For these reasons, the diazeniumdiolate compound technical support NOC 12, with a half life of 327 minutes was used for exogenous NO production to further investigate the conditions in which NO is cytotoxic to chondrocytes. A primary basis for the use of diazenium diolates is that many of them decompose spontaneously in aqueous media to release the critical bioregulatory species. The main advantages of these compounds are known rates of NO generation, NO generation rates Inhibitors,Modulators,Libraries covering a wide range, spontaneity of NO generation and tenable generation of NO redox forms. The precise role of NO in the induction of chondrocyte death is repeatedly debated. Treatment with classical NO donors consistently induces apoptosis in cultured chon drocytes, whereas the production of high levels of endogenous NO by the over expression of the iNOS gene in transfected chondrocytes has not been found to cause cell death.

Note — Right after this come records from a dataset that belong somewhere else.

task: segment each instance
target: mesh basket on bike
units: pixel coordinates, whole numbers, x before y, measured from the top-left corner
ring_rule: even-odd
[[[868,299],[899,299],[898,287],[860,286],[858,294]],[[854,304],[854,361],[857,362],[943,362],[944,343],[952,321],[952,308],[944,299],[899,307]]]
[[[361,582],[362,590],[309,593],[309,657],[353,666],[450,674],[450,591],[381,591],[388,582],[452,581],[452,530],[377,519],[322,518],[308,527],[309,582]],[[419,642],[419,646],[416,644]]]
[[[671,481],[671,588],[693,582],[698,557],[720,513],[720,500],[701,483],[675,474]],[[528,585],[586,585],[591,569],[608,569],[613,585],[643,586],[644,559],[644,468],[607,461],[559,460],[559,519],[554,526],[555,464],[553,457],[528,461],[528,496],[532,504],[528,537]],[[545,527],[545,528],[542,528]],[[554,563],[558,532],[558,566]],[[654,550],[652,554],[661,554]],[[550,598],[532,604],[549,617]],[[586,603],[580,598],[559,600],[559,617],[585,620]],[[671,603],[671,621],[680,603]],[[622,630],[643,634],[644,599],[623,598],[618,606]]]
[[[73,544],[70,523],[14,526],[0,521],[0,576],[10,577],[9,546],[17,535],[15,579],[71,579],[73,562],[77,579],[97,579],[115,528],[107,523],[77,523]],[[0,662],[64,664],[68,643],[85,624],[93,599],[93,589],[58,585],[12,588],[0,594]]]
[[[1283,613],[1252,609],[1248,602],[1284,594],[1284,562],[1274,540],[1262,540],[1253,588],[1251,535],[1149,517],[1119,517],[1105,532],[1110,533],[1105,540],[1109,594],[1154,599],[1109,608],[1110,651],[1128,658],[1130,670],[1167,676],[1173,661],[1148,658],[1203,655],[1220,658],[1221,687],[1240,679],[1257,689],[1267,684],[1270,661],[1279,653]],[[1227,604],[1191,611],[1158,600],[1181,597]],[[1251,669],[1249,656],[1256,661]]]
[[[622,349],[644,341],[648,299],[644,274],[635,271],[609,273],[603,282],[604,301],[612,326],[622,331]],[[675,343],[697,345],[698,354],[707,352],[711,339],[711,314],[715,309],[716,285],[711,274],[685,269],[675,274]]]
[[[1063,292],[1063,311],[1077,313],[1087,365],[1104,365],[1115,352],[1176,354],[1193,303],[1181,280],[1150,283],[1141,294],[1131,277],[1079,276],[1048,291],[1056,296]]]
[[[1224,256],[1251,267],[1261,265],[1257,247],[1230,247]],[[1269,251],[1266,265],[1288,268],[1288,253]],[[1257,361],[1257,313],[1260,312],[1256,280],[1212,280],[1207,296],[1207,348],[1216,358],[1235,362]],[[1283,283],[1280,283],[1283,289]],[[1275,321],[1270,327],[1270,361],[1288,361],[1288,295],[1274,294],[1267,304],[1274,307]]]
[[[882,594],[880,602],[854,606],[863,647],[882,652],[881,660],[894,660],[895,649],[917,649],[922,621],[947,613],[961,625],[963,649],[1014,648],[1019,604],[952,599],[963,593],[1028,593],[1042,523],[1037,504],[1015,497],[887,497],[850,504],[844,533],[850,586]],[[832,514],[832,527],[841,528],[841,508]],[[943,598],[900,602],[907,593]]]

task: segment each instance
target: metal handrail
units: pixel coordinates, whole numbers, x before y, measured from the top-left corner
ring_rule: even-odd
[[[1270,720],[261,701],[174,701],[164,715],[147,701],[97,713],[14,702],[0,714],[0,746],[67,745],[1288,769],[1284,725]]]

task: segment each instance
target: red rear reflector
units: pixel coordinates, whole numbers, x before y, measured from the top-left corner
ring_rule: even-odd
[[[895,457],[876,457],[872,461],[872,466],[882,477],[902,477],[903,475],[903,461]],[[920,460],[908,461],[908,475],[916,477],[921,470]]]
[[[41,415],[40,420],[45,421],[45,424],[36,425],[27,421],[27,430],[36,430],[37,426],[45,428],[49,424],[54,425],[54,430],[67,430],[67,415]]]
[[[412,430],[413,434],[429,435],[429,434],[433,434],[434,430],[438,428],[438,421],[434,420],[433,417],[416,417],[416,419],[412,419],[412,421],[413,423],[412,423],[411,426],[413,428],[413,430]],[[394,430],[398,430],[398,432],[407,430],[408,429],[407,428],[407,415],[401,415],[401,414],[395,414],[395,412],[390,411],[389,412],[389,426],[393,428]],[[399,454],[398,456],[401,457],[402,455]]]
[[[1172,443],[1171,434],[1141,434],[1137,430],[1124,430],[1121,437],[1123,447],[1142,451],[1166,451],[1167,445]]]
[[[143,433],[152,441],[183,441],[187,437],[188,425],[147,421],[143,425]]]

This discrepancy might be the result of using chemical NO donors, which not only generate reactive nitrogen species but also produce var ious secondary reactions depending on the cellular milieu with in vitro experiments. Also, an anti apoptotic role has been addressed in several review articles. Specifically, del Carlo and collaborators Inhibitors,Modulators,Libraries showed that compounds that only release NO, such as the diazenium diolates NOC 5 and NOC 12, do not cause chondrocyte cell death and can even be protective under certain con ditions of oxidative stress. It is likely that persistent spontaneous release of NO is necessary for the protective effect and that peroxynitrite and cyanide contribute to the cytotoxic effect of NO donors.

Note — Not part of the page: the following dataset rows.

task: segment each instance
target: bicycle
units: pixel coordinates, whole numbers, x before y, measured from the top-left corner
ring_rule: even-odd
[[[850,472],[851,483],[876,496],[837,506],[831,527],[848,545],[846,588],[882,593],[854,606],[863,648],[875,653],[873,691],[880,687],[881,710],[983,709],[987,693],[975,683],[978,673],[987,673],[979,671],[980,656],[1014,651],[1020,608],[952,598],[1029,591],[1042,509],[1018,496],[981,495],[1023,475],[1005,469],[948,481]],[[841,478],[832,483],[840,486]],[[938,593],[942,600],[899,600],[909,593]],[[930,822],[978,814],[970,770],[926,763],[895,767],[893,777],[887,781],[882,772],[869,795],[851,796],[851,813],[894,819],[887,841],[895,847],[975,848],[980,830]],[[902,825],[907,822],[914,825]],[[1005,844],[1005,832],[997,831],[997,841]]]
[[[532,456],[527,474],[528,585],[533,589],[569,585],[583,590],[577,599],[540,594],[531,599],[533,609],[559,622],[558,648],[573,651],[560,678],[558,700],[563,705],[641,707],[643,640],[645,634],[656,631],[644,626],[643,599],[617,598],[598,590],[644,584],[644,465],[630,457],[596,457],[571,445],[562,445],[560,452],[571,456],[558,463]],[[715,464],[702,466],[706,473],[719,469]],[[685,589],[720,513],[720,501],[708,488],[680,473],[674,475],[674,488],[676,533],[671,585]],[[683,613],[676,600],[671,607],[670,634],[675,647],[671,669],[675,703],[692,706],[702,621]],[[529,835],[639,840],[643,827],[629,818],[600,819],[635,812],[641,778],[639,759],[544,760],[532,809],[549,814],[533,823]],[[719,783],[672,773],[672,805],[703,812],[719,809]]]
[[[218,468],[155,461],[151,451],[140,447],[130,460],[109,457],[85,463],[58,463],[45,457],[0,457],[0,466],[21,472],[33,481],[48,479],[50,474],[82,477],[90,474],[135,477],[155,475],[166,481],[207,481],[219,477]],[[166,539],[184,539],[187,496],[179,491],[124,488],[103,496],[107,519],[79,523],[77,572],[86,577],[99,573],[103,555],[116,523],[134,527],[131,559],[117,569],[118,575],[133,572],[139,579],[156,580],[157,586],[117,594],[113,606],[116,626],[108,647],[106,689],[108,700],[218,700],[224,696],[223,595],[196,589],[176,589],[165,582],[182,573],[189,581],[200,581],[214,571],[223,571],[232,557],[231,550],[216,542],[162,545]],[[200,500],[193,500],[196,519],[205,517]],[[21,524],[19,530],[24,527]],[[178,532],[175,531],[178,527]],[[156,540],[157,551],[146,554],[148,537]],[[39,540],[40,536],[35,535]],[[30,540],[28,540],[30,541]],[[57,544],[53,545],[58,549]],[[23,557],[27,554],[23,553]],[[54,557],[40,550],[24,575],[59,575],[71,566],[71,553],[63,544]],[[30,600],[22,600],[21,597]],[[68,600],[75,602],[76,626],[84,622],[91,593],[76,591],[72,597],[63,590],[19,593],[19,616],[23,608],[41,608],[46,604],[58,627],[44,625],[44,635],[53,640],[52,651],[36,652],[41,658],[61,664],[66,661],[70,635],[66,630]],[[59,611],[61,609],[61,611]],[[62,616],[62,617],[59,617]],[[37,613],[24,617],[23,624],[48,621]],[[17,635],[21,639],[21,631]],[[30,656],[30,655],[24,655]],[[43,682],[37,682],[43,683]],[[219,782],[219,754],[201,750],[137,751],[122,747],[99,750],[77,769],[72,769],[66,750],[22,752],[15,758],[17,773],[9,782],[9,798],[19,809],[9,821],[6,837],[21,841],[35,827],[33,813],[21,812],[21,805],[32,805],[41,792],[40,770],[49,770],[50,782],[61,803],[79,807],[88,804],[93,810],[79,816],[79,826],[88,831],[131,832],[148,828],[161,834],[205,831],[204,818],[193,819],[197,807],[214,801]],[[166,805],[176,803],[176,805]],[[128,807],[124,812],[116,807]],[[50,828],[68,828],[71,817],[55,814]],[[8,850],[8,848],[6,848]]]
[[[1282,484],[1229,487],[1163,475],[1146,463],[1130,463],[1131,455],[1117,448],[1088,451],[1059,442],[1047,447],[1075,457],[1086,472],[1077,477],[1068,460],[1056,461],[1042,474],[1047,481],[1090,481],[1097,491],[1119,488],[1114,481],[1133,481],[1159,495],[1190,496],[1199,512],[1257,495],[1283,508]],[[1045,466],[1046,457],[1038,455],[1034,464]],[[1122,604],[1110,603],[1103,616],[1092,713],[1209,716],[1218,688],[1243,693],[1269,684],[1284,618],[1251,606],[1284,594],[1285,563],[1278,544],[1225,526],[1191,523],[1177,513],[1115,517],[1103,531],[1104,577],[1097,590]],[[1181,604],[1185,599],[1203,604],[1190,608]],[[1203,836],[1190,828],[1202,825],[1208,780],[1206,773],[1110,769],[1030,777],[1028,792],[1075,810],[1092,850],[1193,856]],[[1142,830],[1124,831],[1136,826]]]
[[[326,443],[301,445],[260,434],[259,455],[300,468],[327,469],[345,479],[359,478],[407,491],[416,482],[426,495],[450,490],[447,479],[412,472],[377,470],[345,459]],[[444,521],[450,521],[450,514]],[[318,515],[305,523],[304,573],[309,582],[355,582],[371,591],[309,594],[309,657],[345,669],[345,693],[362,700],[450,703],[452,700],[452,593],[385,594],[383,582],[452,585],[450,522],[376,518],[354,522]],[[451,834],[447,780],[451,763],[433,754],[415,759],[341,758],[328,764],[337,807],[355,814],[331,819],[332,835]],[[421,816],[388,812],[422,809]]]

Chondrocyte cell death from NO occurs under conditions Inhibitors,Modulators,Libraries where other reactive oxygen species are also generated. Chondrocyte death does not correlate with the amount of NO released by NO donors. Similar to other authors, our results showed that SNP is the least potent in terms of producing exogenous NO in chondrocyte Inhibitors,Modulators,Libraries cul ture, Inhibitors,Modulators,Libraries although it is the most potent inducer of chondro cyte death. The amount of NO produced by NOC 12 was 10 fold higher than the NO produced by SNP, but the level of cell death induced was not as profound as that produced by SNP. As previously shown in our laboratory, SNP was able to induce formation of apoptotic bodies, which are produced from cells undergoing cell death by apoptosis. However, we observed that NOC 12 increased the hypodiploid nuclei number without forma tion of apoptotic bodies, which is probably related kinase inhibitor Lenalidomide to another type of programmed cell death. Recently it has been proposed that autophagy is another type of pro grammed cell death than happens in the human articular cartilage as well.